Illumina’s board described the Swiss pharmaceutical group’s latest offer, which Roche raised last week by 15 per cent to $51 a share, as “opportunistic”. The US group added that “even the revised offer does not reflect the intrinsic strength or future prospects of Illumina”.
In a letter to Franz Humer, Roche’s chairman, Jay Flatley, Illumina’s president and chief executive, said the offer, valuing the US diagnostics group at about $6.7bn, “dramatically undervalues Illumina and does not adequately reflect Illumina’s singular position in an industry poised for extraordinary growth”.
Mr Flatley, drawing from Roche’s own remarks, further drew attention to his company’s strong generation of revenues, profit and cash and a track record of delivering continual upgrades in technology to the marketplace.
Contacted at its Basel headquarters on Monday night, Roche declined to comment on the Ilumina’s rejection of its latest move.
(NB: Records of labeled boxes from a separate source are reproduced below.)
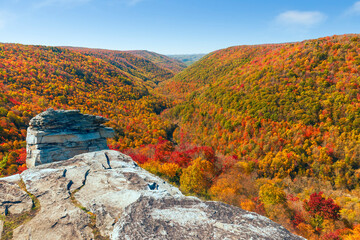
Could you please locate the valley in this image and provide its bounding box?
[0,34,360,239]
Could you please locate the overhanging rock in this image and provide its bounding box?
[26,108,114,168]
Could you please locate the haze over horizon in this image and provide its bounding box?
[0,0,360,54]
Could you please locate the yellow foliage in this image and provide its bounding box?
[240,199,256,212]
[180,157,214,194]
[343,224,360,240]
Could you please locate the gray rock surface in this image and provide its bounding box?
[0,150,303,240]
[26,109,114,168]
[0,181,32,215]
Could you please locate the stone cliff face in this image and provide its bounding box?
[0,150,303,240]
[26,109,114,168]
[0,110,302,240]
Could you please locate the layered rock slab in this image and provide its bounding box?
[0,150,303,239]
[26,109,114,168]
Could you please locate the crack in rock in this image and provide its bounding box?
[104,153,112,169]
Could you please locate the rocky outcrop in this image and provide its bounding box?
[0,150,303,240]
[26,109,114,168]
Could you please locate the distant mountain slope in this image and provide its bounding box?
[157,35,360,239]
[0,44,174,176]
[126,50,186,73]
[168,54,206,66]
[63,47,183,87]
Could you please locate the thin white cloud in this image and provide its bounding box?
[275,11,327,28]
[345,1,360,15]
[34,0,91,8]
[127,0,143,6]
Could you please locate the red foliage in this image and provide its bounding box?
[304,192,340,220]
[291,213,305,227]
[128,153,149,164]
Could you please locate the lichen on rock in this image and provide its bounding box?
[26,108,114,168]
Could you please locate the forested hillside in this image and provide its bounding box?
[66,47,186,87]
[126,50,186,73]
[0,44,174,175]
[153,35,360,239]
[168,54,206,66]
[0,35,360,239]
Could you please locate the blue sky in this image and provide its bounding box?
[0,0,360,54]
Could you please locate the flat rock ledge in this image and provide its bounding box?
[26,108,114,168]
[0,150,303,240]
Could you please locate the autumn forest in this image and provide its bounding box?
[0,35,360,240]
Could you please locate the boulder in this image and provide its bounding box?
[0,150,303,240]
[26,109,114,168]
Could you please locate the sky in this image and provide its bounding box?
[0,0,360,54]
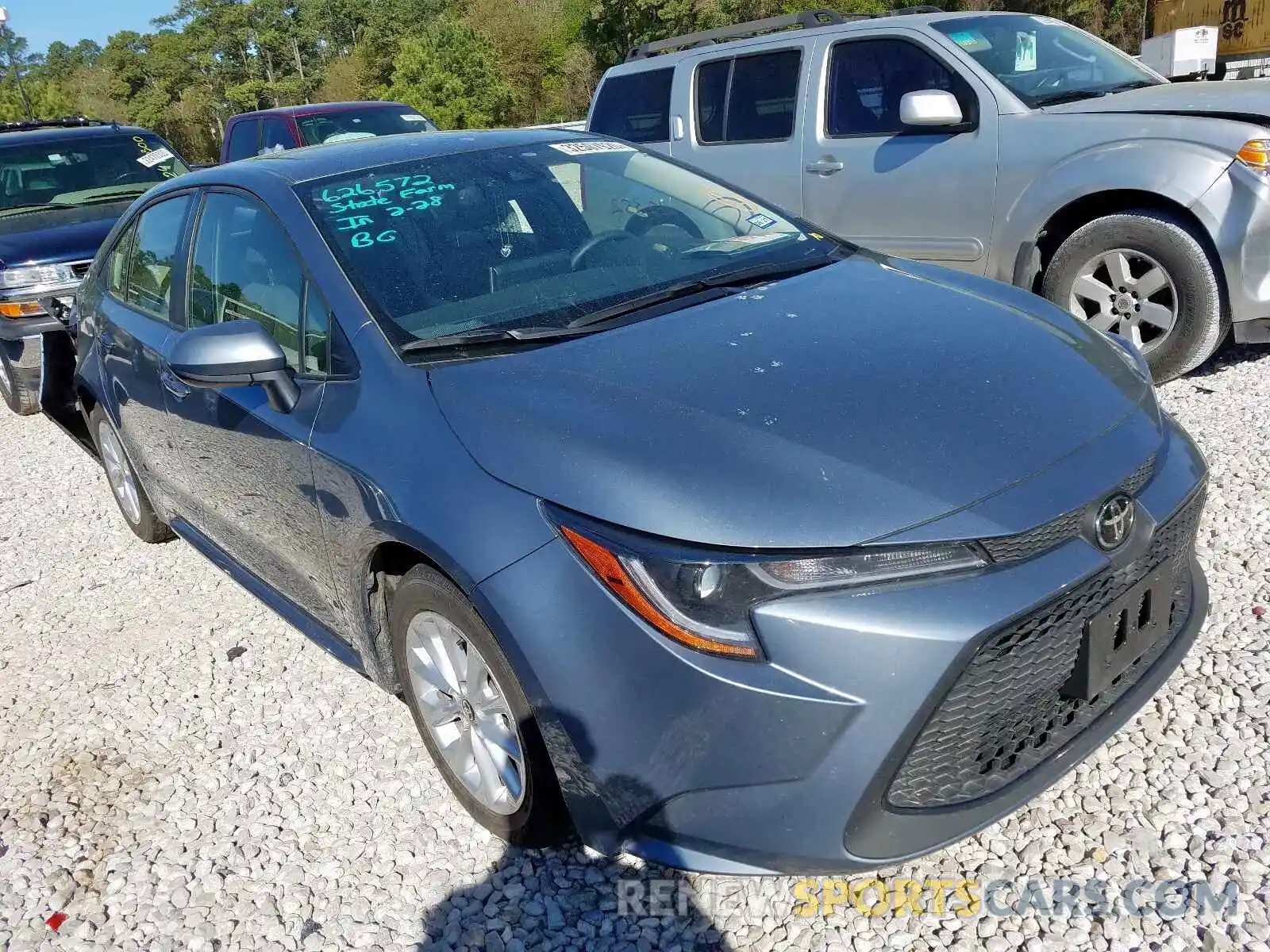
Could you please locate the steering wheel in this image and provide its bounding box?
[569,228,637,271]
[626,205,705,241]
The rejection has, however, probably come as a disappointment, given the confident tone of Mr Humer’s own letter to Mr Flatley last week accompanying the improved offer,
Referring to extensive contacts with Illumina’s biggest shareholders, Mr Humer justified Roche’s price increase on the grounds that the Swiss group had detected a strong wish among Illumina shareholders to accelerate the takeover process following “a number of productive discussions” with Illumina shareholders in recent weeks.
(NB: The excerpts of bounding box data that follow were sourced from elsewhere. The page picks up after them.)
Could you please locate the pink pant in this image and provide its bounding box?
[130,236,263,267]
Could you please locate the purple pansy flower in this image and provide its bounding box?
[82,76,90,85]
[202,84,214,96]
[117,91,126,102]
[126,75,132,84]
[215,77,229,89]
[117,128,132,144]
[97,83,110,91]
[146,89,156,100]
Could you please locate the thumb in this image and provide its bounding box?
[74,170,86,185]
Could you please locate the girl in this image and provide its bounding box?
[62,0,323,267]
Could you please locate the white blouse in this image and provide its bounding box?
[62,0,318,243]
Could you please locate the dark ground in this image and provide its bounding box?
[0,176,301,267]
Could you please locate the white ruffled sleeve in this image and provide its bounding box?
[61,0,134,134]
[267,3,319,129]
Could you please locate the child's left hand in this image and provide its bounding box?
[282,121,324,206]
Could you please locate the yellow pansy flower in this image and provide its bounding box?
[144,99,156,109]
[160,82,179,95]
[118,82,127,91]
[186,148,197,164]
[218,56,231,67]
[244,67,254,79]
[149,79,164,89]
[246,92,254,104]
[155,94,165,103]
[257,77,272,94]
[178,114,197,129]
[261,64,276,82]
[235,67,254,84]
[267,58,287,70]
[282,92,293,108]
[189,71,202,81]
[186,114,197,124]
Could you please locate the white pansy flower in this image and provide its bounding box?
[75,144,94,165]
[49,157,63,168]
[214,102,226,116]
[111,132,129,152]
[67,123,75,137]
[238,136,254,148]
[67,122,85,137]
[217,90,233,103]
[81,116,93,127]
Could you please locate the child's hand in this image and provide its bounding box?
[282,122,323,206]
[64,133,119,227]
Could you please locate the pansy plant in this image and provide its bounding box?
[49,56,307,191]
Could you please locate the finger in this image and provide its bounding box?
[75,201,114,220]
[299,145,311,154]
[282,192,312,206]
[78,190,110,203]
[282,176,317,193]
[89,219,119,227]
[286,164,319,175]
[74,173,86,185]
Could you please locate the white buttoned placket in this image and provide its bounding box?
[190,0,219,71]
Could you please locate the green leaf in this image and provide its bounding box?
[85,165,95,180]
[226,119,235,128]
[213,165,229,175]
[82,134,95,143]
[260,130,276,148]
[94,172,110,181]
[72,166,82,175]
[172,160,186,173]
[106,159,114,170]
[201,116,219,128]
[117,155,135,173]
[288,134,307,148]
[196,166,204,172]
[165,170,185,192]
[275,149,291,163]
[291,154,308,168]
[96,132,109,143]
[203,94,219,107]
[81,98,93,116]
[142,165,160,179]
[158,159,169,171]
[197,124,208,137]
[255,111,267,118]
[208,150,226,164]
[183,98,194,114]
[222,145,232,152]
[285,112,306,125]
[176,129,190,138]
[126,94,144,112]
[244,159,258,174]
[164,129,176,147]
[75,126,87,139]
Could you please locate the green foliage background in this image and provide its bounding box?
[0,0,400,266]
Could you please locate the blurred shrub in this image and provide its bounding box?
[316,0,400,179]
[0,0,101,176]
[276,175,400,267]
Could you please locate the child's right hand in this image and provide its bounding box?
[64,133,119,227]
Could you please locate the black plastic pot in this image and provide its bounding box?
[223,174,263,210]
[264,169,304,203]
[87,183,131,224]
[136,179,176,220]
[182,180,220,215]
“Our revised offer represents a 15 per cent premium to our offer on January 25 2012 and a substantial premium of 88 per cent over Illumina’s closing stock price on December 21 2011, the day before market rumours about a potential transaction between Roche and Illumina drove Illumina’s stock price significantly higher,” he added.
Earlier in March, Severin Schwan, Roche’s chief executive, warned Illumina shareholders their company’s growth prospects had diminished over the past year at a time of slowing demand reflected in lower earnings guidance. He said its shares had only held up because of stock market speculation over Roche’s bid.
He warned that Illumina alone did not have the scale and infrastructure to expand successfully in diagnostics and had little experience in regulated areas.
Roche has launched a tender offer for Illumina shares and put forward new candidates for its board of directors. At the last count, however, the Swiss group had amassed only a minimal proportion of Illumina’s shares.